Леська побежал в ревком.

— Здравствуйте! Я член Союза актеров Бредихин.

— Знаю, знаю, товарищ Бредихин. Видел вас в роли Незнамова. С чем пожаловали?

Леська рассказал историю с медведем.

— Чего же вы от нас хотите?

— Помогите разыскать. Вы только войдите в душу Ван Ли: человек на чужбине… языка не знает… Этот медведь — единственный его кусок хлеба…

— Уважаемый! Разыскать бы можно: медведь не иголка. Но кто будет сейчас этим заниматься? Завтра-послезавтра мы всем ревкомом уходим на фронт: ведь немец уже взял Лозовую и движется на Павлоград.

— Неужели Лозовую взяли? — пролепетал Леська.

— А что ж тут удивительного? Регулярная армия. Артиллерия, конница. А что у нас? Ведь вот и товарищ Бредихин о медведе думает. А лучше бы о революции подумал: молодой, здоровый — ей сейчас такие нужны.
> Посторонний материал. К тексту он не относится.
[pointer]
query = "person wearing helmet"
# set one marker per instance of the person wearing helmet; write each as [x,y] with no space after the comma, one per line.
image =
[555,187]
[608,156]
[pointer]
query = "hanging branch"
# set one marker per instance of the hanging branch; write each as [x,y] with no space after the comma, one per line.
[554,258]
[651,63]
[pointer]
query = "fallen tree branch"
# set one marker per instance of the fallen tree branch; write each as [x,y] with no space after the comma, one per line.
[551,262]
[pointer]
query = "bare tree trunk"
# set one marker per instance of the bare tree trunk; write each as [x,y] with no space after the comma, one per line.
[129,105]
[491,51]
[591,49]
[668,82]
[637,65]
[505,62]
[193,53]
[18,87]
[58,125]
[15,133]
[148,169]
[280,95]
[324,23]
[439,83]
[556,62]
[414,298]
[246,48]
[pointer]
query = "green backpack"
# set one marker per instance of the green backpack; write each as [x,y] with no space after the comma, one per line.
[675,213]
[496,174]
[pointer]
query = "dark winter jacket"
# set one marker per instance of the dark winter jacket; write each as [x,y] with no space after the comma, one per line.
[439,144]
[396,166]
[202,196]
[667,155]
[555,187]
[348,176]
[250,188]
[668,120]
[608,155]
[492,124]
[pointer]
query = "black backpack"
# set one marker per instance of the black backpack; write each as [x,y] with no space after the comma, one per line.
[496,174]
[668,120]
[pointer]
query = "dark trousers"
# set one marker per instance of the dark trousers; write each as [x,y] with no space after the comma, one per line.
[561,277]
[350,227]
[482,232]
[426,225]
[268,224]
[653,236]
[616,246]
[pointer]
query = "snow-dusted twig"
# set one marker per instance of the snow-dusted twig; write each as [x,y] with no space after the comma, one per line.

— Немцы идут на Павлоград… Немцы идут на Павлоград,— шептал Леська, направляясь на базар. И вдруг впервые подумал: «А что я, собственно говоря, делаю в этом городе?»

Артистическая карьера его закончилась. Он жил теперь в Мелитополе только потому, что его полюбили Бельские. Но не мог же он пойти к ним в «дети». Смешно! И вообще Леська всегда делал не то, что хотел сам, а то, чего хотели от него другие.

В конце улицы показался Листиков. Он нес на плече мешок, из которого торчали голяшки.

— Понимаешь? Здесь очень дешевая свинина, а в Евпатории свининки маловато. Вот и везу матери подарок. А ты зачем с метлой?

— Ревком объявил «Неделю чистоты».

— Скоро он объявит «Неделю лататы»: немцы уже захватили Лозовую.

— А Листиков, значит, домой?

— Домой. Хочешь вместе?

— Нет. Я воевать буду.

— Ну, как знаешь. Мир праху.

Вечером в шестой раз шла «Гейша». Леська пел в хоре на озорной мотивчик:

Чон-кина,

Чон-кина,

        Чон,

        Чон,

Кина-Кина,

Нагасаки,

Йокогама,

Хакодатэ,

        Гой!

Оперетка была пустой, как и все оперетки, но одна фраза в ней поразила Елисея. Японский губернатор изрек: «Я никого ни к чему не принуждаю, но если вы поступите против моего желания — берегитесь!» В этой фразе раскрылось для Леськи все лицемерие власти. И то, что сказала об этом именно оперетка (даже оперетка!), казалось Леське особенно убедительным. Фраза стоила всей пьесы. И кто знает, может быть, автор и написал это свое невыносимо художественное произведение только ради того, чтобы протащить эту мысль?

Германия — само воплощение государственной идеи. Теперь она марширует по России, чтобы затоптать революцию своими сапожищами, а ведь революция мечтает о коммунизме, который в будущем уничтожит государство,— так, по крайней мере, говорил Гринбах со слов своего отца.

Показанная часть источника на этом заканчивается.